The man behind the Feher ACH-1 air-conditioned motorcycle helmet – and indeed behind the mini A/C unit that cools the bottom cheeks of well-heeled drivers in a range of luxury cars – has gone a step further and built an air-conditioned baseball cap designed to keep your noggin between 12° and 22° F (7° and 12° C) cooler.
The miniature air con system uses a thermoelectric Peltier effect cooling unit, so it doesn't have any moving compressor parts, it's reasonably compact and should last for ages. Effectively, the cooling system has two sides, and when DC current is sent through it, heat is drawn from one side to the other. In this case, heat is drawn from your head and sent out through the vents at the back.
The AC Cap is pictured here in prototype form; inventor Steve Feher says there's a tidier, lighter production version on the way, presumably without a charging cord dangling out of it. With the cap itself, the air con system and enough battery on board to run the thing flat out for two hours, you're looking at a total weight around 18 oz (512 g). That's about as heavy as wearing a can of beans on your head, but much cooler – at least in one sense.

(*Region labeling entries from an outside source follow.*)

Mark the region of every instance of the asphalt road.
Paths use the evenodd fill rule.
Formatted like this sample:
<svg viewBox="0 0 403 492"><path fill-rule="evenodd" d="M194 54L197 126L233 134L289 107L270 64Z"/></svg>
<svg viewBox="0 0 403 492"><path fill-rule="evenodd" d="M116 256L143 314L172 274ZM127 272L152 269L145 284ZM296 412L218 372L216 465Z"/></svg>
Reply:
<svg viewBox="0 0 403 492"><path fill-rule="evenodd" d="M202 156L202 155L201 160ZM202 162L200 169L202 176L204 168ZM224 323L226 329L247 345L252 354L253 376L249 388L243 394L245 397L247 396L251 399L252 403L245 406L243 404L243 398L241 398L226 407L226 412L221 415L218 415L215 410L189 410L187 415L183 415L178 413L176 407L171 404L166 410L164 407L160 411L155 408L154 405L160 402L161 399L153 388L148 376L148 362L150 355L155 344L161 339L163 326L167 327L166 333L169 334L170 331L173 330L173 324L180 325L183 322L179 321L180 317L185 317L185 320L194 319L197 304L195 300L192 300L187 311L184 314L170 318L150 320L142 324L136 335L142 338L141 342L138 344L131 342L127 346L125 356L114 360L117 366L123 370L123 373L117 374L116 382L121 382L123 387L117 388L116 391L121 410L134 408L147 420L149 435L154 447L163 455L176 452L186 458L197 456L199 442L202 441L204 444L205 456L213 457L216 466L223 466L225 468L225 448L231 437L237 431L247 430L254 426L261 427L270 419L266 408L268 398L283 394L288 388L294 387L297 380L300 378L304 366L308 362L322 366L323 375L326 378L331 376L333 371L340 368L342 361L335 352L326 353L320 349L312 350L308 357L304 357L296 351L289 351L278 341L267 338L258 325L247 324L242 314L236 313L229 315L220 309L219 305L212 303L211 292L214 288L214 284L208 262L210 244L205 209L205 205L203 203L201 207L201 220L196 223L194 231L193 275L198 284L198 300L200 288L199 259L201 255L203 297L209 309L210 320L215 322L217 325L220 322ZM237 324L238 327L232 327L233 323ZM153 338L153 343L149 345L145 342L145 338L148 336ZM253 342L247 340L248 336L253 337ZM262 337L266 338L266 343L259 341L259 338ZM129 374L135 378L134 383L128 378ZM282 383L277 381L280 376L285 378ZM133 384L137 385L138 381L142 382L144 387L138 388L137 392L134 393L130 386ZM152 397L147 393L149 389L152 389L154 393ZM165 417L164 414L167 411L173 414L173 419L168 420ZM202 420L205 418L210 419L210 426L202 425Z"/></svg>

Cooling the head, says Feher, cools the entire body, leading to reduced sweating, improved physical endurance and potentially improved athletic performance, with the benefits becoming greater as the day gets hotter. The endurance part has some science behind it, too, in the form of a 2008 study that found people with cooling on their heads took as much as 51 percent longer to decide they'd reached their limit on an exercise bike in hot weather.
While this thing, in its prototype form, might look like a hard hat, Feher isn't planning to test or certify it for safety use. In terms of pricing, at the retail end you're looking at a little over US$200 apiece once volume manufacturing kicks in.
Will it catch on? Probably not as a fashion statement. But the endurance benefits of something like this might make sense for people who want to get a good workout in when it's hot, or for anyone that works in relentless heat.